By allowing the Kettle user/developer to execute whatever SQL of procedure he or she wishes we are again as open as possible to this scenario.

Now, there are people that take this to the extreme to point to the miracles of ELT. Well, let me give another view on that. Suppose you wrote a nice ELT program and everything is being processed on the database server. While that might a little bit faster on occasion, chances are very high that either one of these conditions is going to occur:

  • the database server is not tuned for high CPU load (rather for I/O)
  • the source system you are reading from is already too occupied
  • parallelism is low or non-existing in a typical stored procedure
  • stored procedure languages are typically interpreted byte-code languages and CPU-wise pretty slow/costly.
  • debugging becomes very hard or impossible
  • you hit some limit on the database (there are many, even on Oracle), even long after you went live with your solution simply because tables and indexes grow.
  • deployment must be carefully managed or something goes wrong with that: stale/not-compiled procedures because tables changed, referenced functions changed, etc)

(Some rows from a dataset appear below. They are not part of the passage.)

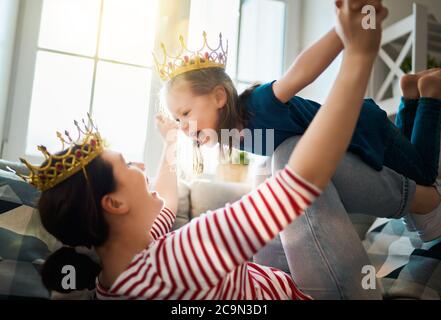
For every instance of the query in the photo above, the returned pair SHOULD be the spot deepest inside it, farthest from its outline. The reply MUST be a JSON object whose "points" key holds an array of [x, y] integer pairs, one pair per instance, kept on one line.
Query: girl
{"points": [[105, 203]]}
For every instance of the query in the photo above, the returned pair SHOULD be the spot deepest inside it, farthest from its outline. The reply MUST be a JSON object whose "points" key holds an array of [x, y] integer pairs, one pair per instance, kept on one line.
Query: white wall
{"points": [[8, 21]]}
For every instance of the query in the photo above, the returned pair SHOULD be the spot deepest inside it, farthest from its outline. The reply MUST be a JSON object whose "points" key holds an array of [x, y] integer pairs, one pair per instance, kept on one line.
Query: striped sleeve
{"points": [[202, 252], [163, 223]]}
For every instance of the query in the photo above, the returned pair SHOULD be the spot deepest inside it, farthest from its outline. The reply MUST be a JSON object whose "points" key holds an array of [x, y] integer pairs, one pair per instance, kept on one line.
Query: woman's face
{"points": [[195, 112], [133, 188]]}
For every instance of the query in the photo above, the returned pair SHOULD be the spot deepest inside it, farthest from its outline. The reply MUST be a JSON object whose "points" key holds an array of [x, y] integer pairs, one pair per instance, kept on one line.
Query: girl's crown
{"points": [[58, 168], [187, 60]]}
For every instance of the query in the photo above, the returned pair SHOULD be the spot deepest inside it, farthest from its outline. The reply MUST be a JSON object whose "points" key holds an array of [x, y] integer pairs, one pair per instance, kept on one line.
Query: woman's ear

Personally I have faced all of these issues and a few more too. I had enough reasons to skip ELT completely at the time. Heck, I still don’t like it and personally I think for all the right reasons. This is going to sound harsh, but the reasoning I had and still have to some extent is that if you can’t write an SQL query, I don’t think you should be doing any heavy database lifting. Let the database do what it does best and do the rest outside of the database: pick the best tool for the job.

Latency

One other possible problem regarding databases is latency. Since we don’t run inside the database engine we can feel it at times. Sometimes is not a problem and sometimes it is. Calls to the database have a certain turn-around time. We solve that for the better part by allowing you to launch multiple copies of a step in parallel. The “Database Lookup” step comes to mind here. This effectively opens multiple connections to the database and reduces overall latency.  Of course a bigger reduction of latency is obtained with the use of memory lookups and large caches in PDI.  In a lot of cases, it’s even faster to lookup the data in an in-memory cache than doing a join on the database.  Again, you should pick the right tool for the job.

Conclusion

As we keep pushing our platform forward with many (many!) new things in the pipe-line, we sometimes forget why certain choices where made and how we arrived where we are today. Well, I for one am happy to say that 6 years after the decision to go with the current Kettle architecture, I’m still very happy with it and so should you 😉

Until tomorrow,

Matt

P.S. This is a re-hash of some of my opinions in a post over on Marc Russel’s blog.